Accuray is sponsoring two multi-institutional Phase II studies to collect long-term data on tumor control, biochemical disease-free survival, overall survival, and cancer-specific survival in low- and intermediate-risk prostate cancer patients treated with the CyberKnife System. One, led by Dr. Robert Meier, involves 18 centers nationwide, including academic institutions, community hospitals, and free-standing CyberKnife centers. Each center has received IRB approval for participation in the study. The study will also assess acute and late gastrointestinal, genitourinary, and sexual function toxicities and quality-of-life indexes for 5 years after CyberKnife treatment. Low-risk patients include those with clinical Stage T1b-T2a, PSA level <10 ng/mL, and Gleason score ≤6; intermediate-risk patients include those with clinical Stage T1b-T2b, PSA level of 10–20 ng/mL, or Gleason score 7. Patients will be treated with 40 Gy delivered to the prostate and 36.25 Gy delivered to the planning target volume in five fractions. The study will enroll 298 patients and is expected to reach accrual within 18–24 months.
The second clinical study is being led by Dr. Donald Fuller of the San Diego CyberKnife Centers. In that study, early-stage, low- and intermediate-risk prostate cancer patients will be treated with 38 Gy in four fractions delivered in an HDR-like treatment plan. This differs from the previous protocol, in which a more homogeneous dose distribution will be delivered. In the second study, the dose will be prescribed to the <66% isodose line, with the goal of delivering approximately 150% of the prescription dose to the periphery of the prostate. It is in the peripheral zone that most prostate cancer cells have been reported to reside. Again, acute and late toxicity, biochemical disease-free survival, overall survival, and cancer-specific survival will be assessed during the 5 years after treatment. This study will enroll 253 patients and currently involves seven CyberKnife centers nationwide.

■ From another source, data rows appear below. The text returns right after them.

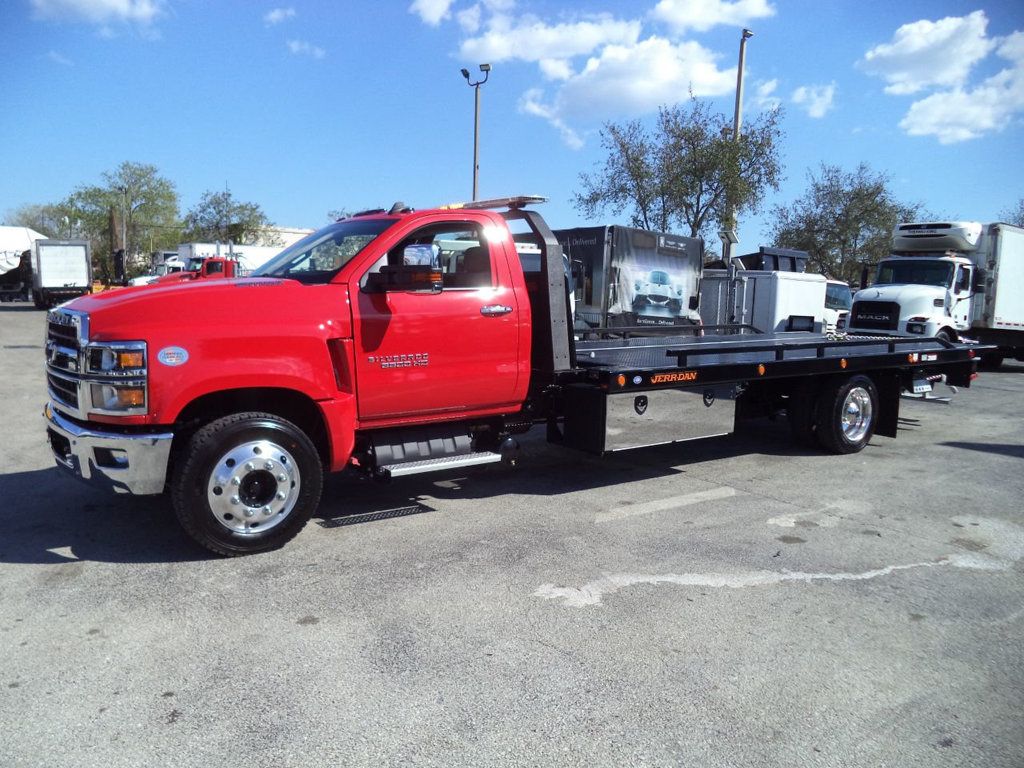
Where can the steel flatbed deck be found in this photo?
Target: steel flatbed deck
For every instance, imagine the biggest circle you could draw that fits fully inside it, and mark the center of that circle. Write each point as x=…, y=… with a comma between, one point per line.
x=667, y=361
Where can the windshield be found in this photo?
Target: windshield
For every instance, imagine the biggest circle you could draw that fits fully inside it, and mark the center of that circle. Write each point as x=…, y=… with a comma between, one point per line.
x=658, y=279
x=317, y=257
x=915, y=272
x=838, y=297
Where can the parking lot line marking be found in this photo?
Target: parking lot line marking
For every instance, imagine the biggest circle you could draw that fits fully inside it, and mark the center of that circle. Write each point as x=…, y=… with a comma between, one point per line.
x=663, y=505
x=1004, y=543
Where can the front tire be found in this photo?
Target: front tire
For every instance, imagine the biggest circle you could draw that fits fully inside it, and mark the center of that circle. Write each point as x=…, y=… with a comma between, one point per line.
x=846, y=415
x=249, y=483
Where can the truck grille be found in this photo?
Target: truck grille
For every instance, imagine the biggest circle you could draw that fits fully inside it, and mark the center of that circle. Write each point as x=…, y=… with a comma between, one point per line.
x=62, y=389
x=877, y=315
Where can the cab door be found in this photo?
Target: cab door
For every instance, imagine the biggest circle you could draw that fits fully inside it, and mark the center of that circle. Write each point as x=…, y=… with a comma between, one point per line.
x=961, y=309
x=422, y=353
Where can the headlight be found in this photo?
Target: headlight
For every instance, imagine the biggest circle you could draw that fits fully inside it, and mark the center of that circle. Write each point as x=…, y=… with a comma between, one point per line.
x=117, y=377
x=122, y=358
x=118, y=397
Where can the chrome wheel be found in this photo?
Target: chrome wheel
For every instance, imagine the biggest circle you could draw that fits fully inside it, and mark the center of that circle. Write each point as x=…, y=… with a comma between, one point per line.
x=253, y=486
x=857, y=415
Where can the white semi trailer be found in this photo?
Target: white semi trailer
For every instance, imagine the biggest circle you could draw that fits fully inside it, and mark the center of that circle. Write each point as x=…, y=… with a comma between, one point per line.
x=61, y=269
x=951, y=281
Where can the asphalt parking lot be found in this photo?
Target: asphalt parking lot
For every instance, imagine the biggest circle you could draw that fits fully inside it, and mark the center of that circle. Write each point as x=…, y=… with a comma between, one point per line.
x=733, y=601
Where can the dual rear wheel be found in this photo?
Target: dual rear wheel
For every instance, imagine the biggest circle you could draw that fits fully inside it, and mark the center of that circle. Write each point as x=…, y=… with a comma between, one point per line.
x=841, y=417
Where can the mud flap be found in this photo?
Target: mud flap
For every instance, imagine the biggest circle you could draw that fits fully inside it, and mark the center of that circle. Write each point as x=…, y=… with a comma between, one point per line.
x=889, y=388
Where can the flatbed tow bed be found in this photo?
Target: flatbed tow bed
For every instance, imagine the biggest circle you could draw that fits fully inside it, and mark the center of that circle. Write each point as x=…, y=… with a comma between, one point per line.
x=634, y=391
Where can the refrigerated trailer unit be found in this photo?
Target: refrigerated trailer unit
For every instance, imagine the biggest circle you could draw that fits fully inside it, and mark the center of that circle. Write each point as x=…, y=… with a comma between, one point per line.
x=949, y=280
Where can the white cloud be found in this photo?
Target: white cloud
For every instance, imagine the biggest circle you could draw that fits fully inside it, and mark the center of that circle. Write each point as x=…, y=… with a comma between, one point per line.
x=302, y=48
x=529, y=39
x=764, y=94
x=278, y=15
x=631, y=80
x=704, y=14
x=926, y=53
x=99, y=11
x=962, y=114
x=58, y=58
x=815, y=99
x=598, y=67
x=530, y=103
x=555, y=69
x=431, y=11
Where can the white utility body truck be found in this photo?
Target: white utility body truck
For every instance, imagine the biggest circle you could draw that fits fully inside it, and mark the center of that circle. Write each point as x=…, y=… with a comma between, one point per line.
x=949, y=280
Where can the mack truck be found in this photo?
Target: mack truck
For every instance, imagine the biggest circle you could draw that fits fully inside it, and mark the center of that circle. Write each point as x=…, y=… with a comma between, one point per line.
x=375, y=345
x=949, y=280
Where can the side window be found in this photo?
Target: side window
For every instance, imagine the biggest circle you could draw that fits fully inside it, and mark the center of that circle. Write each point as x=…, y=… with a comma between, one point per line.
x=461, y=248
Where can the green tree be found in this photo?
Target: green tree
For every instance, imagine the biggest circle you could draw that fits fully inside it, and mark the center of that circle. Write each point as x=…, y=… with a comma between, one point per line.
x=845, y=220
x=133, y=199
x=686, y=172
x=1014, y=215
x=218, y=217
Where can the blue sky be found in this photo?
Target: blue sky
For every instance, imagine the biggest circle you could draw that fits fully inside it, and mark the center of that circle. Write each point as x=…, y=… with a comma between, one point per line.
x=307, y=107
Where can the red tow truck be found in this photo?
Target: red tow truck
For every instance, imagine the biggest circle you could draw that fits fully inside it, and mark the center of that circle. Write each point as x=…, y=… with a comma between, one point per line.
x=399, y=342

The goals of this rebuttal were to outline some of the evidence that guided the initial decisions to use the CyberKnife System to treat prostate cancer, describe ongoing research, publicized in meetings and in print, on CyberKnife treatment of prostate cancer, and to indicate the commitment of Accuray and the CyberKnife community to the responsible development of prostate cancer protocols and clinical studies. We hope that this brief review has provided the context for Accuray's decision to release to the press the September 2007 piece marking the 1,000th prostate cancer patient treated with the CyberKnife System. The intent of the press release was only to give potential customers and investors a sense of the growing confidence of the CyberKnife community that they are able to deliver high-dose, hypofractionated radiotherapy to the prostate using a method that has led to excellent, albeit short-term, clinical outcomes, and does so, most importantly, without causing the patient serious injury.